Re: Comment on minutes ## With Credentials flag etc from Jonas Sicking on 2016-01-21 (www-tag@w3.org from January 2016)

From: Jonas Sicking <jonas@sicking.cc>
Date: Wed, 20 Jan 2016 17:24:14 -0800
To: Mark Nottingham <mnot@mnot.net>
Cc: Tim Berners-Lee <timbl@w3.org>, Public TAG List <www-tag@w3.org>
Message-ID: <CA+c2ei_OnDcQF+EhsRi0EKztu4UT+HXz4+ZyARkqOQ=sb0Xc9A@mail.gmail.com>

On Mon, Jan 18, 2016 at 3:27 PM, Mark Nottingham <mnot@mnot.net> wrote:
> ... or at least the motivations behind the decisions explained. It's pretty impenetrable now, and even security folks don't profess to know all of the details behind CORS any more.

I'm bummed to hear that aspects of CORS is still confusing even to the
TAG. This stuff likely needs to get documented someplace. I had hoped
that it'd get documented in the spec, but maybe there's a better
place?

I'm not actually sure what exact confusion is being discussed in this
thread is, so I'll address some of the questions I most commonly get.

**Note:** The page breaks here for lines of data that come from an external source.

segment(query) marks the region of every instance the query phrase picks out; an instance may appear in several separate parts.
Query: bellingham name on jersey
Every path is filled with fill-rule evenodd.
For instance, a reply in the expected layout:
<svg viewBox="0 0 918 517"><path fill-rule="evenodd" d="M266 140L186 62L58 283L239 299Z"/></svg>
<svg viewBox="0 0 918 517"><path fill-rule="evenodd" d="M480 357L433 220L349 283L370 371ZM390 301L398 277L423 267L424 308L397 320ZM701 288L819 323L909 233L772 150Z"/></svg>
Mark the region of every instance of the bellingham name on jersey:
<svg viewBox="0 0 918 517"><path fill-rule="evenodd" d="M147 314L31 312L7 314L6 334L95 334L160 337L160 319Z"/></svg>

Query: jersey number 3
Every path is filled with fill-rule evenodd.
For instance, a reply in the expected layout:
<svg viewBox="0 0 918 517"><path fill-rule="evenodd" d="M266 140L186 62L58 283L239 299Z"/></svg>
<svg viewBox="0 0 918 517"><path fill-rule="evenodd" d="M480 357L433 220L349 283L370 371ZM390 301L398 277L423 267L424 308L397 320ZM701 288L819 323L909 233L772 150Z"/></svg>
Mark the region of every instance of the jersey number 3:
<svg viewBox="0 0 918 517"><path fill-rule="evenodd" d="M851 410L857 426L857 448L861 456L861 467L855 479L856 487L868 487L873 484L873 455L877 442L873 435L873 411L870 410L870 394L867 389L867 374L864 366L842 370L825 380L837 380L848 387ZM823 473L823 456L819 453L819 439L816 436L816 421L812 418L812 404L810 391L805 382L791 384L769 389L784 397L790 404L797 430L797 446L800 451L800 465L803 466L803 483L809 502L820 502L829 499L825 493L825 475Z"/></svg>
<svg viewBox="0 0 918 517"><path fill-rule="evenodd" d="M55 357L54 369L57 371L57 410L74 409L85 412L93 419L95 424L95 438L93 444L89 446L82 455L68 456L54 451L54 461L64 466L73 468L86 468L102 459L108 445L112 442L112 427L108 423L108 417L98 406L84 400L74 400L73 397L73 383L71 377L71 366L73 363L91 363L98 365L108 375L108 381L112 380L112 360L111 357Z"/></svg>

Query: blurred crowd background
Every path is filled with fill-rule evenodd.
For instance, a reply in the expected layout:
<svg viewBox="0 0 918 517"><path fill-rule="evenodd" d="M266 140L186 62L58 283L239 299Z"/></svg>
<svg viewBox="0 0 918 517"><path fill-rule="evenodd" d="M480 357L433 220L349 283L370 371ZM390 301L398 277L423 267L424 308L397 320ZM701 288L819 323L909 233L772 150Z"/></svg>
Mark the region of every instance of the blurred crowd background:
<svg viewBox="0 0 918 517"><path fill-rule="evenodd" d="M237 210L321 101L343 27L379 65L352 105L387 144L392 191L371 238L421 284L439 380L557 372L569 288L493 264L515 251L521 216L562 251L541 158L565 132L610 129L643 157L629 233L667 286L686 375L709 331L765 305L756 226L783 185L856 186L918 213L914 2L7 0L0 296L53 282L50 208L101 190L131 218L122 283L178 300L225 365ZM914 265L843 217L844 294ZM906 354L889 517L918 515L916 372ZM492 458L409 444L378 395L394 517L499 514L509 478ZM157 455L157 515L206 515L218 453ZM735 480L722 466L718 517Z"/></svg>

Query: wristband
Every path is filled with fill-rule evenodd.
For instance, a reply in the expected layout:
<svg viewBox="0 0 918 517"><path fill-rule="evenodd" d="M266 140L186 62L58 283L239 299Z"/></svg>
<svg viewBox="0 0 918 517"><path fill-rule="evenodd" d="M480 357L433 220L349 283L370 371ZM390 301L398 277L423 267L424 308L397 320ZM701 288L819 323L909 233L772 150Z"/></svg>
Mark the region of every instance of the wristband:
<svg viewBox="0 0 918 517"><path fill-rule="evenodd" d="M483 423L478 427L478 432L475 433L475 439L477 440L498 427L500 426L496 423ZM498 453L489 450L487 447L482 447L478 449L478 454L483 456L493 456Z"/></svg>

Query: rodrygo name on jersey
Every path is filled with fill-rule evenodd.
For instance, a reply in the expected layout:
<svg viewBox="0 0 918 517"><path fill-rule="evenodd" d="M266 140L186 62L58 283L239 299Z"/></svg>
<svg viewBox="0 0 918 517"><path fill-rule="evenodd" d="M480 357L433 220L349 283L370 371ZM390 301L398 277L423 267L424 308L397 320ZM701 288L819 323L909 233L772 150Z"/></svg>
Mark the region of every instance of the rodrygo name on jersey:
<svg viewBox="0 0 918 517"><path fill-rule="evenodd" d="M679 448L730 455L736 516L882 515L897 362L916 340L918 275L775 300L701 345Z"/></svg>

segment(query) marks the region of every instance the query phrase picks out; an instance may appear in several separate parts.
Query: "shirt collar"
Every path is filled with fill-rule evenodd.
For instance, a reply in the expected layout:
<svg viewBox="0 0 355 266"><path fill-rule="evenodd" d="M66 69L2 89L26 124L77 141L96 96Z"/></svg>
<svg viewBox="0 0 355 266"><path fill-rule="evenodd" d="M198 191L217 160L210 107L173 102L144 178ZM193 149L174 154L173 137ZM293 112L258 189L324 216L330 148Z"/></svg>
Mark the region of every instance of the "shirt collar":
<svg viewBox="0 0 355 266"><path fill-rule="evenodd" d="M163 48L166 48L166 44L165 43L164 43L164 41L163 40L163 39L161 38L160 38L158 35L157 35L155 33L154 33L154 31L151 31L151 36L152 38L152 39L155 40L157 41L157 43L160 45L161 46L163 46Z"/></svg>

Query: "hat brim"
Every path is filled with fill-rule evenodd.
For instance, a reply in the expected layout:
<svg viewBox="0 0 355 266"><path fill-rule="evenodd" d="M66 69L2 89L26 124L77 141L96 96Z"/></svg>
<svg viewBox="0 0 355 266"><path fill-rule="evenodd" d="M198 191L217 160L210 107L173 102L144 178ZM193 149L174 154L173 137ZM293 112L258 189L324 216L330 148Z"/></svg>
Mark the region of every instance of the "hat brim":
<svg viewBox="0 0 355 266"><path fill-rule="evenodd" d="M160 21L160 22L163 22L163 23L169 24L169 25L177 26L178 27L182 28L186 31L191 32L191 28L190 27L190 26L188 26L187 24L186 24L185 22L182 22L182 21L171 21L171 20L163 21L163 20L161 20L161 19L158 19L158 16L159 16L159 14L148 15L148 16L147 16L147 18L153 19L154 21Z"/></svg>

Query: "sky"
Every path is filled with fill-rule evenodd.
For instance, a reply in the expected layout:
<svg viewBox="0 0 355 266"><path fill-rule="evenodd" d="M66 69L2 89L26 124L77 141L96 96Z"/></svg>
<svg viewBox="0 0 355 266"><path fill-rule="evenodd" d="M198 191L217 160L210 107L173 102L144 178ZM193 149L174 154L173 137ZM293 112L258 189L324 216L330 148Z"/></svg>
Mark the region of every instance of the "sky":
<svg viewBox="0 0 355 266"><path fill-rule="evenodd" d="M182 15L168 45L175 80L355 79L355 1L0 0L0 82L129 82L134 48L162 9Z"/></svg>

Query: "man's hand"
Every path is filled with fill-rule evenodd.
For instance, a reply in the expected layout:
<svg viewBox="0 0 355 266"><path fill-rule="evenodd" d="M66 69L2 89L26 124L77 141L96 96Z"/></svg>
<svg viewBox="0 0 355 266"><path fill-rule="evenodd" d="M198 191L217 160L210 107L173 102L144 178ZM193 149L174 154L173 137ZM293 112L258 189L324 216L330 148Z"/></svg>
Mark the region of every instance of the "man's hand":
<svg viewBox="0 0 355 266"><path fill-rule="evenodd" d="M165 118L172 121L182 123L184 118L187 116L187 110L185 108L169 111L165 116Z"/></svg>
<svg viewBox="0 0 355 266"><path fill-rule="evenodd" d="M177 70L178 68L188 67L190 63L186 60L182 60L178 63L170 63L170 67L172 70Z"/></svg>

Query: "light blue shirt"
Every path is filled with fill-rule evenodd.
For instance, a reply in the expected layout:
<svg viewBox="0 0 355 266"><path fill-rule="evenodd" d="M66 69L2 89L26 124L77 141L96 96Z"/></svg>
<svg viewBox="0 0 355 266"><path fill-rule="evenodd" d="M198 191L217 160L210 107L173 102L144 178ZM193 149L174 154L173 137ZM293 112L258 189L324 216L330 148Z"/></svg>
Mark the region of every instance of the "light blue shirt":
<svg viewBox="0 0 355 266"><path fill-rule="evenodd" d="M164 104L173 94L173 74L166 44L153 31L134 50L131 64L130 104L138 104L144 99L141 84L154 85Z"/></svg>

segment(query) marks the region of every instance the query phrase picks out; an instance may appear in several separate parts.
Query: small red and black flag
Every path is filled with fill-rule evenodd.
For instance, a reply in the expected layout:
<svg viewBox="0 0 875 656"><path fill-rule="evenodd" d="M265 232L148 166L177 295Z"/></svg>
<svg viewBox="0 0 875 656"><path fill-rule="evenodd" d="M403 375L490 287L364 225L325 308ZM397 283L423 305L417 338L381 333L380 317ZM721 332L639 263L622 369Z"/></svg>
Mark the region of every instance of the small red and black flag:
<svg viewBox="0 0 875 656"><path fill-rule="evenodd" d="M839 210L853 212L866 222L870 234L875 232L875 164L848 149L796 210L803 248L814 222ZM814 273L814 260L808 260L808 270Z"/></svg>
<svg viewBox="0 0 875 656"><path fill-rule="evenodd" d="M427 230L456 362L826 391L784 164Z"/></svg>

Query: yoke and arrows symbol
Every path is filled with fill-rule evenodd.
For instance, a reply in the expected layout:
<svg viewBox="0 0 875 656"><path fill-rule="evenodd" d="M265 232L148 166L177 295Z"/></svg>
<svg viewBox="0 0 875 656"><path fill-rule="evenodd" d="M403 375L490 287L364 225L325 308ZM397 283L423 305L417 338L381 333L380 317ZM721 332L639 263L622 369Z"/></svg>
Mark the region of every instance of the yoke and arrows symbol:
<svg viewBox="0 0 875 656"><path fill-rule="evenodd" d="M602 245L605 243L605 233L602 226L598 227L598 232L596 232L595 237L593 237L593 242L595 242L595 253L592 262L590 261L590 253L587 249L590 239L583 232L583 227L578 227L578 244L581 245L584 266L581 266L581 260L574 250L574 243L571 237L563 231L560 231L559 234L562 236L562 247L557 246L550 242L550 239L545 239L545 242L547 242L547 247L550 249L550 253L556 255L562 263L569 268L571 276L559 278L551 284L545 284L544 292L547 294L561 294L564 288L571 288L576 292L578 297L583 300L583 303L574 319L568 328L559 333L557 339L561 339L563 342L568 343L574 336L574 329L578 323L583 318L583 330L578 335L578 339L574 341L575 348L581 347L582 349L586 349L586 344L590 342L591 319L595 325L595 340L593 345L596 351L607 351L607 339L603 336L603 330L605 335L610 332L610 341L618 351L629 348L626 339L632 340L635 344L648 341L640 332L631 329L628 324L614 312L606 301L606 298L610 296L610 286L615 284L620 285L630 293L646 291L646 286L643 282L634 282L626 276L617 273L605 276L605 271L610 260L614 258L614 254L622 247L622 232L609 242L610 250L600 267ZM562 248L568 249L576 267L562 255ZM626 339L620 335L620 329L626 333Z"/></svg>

Q: What does the withCredentials flag do.
A: When it's set to false, requests are sent containing only the
information provided by the requesting website. I.e. the requesting
website's provided URL, headers and request body. The only information
that's added by the browser is information that's hardcoded into the
browser and does not depend on user information. So for example the
user-agent header. No cookies, authentication headers, or client-side
certificates are added by the browser to the request before it is sent
to the target website.

However setting withCredentials to false does not prevent the
requesting website from adding credentials through cookie headers,
authentication headers, URL parameters or any other way that's exposed
through the API which triggered the request.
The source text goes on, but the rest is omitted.